Eind maart promoveerde Sandra Schel, onderzoeker bij het lectoraat Wonen en Welzijn, op de vraag: wat hebben mensen die sociaaleconomisch op achterstand staan nodig om hun leefomstandigheden te verbeteren? Zij deed hiervoor onderzoek naar veranderingen in de situatie van dakloze mensen, vijfenhalf jaar nadat zij zich voor het eerst meldden bij de maatschappelijke opvang. “Als je na vijfenhalf jaar wel een huis hebt maar nog steeds onvoldoende geld voor basisbehoeften, schulden hebt en depressief bent, dan sta je eigenlijk nog steeds buiten spel.”
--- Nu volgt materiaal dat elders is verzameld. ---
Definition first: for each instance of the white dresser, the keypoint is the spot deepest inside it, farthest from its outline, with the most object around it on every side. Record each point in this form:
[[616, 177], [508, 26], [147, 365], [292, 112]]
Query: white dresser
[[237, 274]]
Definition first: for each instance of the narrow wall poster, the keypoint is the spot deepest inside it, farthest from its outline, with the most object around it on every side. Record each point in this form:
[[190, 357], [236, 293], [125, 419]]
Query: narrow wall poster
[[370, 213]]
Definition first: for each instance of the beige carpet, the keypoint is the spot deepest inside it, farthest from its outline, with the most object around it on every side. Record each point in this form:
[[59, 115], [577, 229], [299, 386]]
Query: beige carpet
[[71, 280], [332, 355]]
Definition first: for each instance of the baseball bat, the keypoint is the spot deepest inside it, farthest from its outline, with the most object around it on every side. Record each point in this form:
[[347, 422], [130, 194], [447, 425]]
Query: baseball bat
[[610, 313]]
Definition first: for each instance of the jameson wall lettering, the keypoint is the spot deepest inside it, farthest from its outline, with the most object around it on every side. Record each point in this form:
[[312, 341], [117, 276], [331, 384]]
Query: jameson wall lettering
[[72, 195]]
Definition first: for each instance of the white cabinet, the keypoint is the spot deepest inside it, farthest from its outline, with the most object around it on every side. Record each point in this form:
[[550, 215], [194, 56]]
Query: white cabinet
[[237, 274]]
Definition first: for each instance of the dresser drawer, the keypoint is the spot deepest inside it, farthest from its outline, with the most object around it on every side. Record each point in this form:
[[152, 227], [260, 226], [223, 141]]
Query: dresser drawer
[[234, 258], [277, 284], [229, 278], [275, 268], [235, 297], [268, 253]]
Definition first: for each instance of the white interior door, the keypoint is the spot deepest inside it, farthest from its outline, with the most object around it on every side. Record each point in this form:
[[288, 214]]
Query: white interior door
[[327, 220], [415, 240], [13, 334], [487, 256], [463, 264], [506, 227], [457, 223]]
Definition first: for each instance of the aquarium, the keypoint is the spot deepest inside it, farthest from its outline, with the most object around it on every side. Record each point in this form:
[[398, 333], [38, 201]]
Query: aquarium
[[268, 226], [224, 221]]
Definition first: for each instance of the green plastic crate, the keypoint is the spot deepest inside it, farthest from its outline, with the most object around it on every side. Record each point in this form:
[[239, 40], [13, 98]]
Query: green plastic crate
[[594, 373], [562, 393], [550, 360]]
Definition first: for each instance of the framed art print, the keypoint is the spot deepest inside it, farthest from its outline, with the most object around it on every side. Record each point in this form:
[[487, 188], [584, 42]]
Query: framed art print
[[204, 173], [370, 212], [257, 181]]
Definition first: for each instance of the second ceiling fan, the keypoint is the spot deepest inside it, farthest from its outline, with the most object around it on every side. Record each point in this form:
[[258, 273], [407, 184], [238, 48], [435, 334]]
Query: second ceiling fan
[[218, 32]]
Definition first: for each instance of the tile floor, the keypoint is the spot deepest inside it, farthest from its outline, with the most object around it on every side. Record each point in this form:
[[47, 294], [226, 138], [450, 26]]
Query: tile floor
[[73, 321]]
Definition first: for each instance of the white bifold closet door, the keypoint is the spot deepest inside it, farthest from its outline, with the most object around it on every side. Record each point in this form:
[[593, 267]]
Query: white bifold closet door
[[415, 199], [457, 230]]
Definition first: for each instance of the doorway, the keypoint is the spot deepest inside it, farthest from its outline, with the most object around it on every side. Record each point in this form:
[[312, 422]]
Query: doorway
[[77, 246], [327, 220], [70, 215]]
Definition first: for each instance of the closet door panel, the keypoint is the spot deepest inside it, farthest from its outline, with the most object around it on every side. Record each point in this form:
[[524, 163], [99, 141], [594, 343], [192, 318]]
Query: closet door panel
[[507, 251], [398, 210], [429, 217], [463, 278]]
Dak- en thuisloosheid is een groeiend en steeds structureler probleem. Gemeente Utrecht bijvoorbeeld ziet een toename van de druk op de maatschappelijke opvang, thuislozen die in de auto slapen en zelfs dakloze kinderen, en riep onlangs ‘code rood’ uit. Sandra Schel: “Mijn promotieonderzoek aan de Radboud Universiteit Nijmegen en natuurlijk ons eigen ETHOS telonderzoek laten onder meer zien dat wel of niet dakloos raken een kwestie van pech of geluk kan zijn. Uit de afgelopen telronde bleek wel dat het stereotype beeld van ‘de dakloze’ – een alleenstaande, alcoholverslaafde man van middelbare leeftijd op een bankje in het park – achterhaald is. Bijna een derde van de dakloze volwassenen is vrouw. Kinderen en jongeren vormen ruim 40 procent van het totaal aantal dak- en thuisloze personen.” Dat de cijfers van de ETHOS telling anders zijn dan de cijfers van het CBS, is onder andere omdat het CBS minderjarigen en 65-plussers niet meeneemt. Ook komen mensen die tijdelijk bij vrienden of kennissen of op onconventionele woonplekken verblijven nauwelijks voor in de registers waar het CBS zijn schattingen op baseert.
Nieuw beleid nodig
Er is dus dringend nieuw beleid nodig, stelt Sandra. “Het ETHOS project zorgt voor bewustwording. Door de tellingen krijgen gemeenten inzicht in de werkelijke omvang en aard van de groep dak- en thuisloze mensen. Met die kennis kunnen gemeenten effectief beleid maken voor de aanpak van dak- en thuisloosheid. De resultaten van de eerdere telrondes zijn gelukkig niet ergens onderin een la beland maar worden goed opgepakt. Zo zijn er bijvoorbeeld nieuwe afspraken met woningcorporaties gemaakt, waardoor jongeren en jongvolwassenen beter geholpen kunnen worden. De focus verschuift van mensen in de maatschappelijke opvang naar mensen die van bank naar bank en van camping naar camping trekken. Door de tellingen beseffen bovendien ook andere organisaties dat zij een rol hebben in het oplossen van dakloosheid. Ook in ons onderwijs geven we dit mee. Als docent-onderzoeker bij de HU begeleid ik afstudeerprojecten van de opleiding Social Work op het gebied van dakloosheid. De studenten – de professionals van morgen – kijken hierbij nu al naar de bredere definitie van dakloosheid.”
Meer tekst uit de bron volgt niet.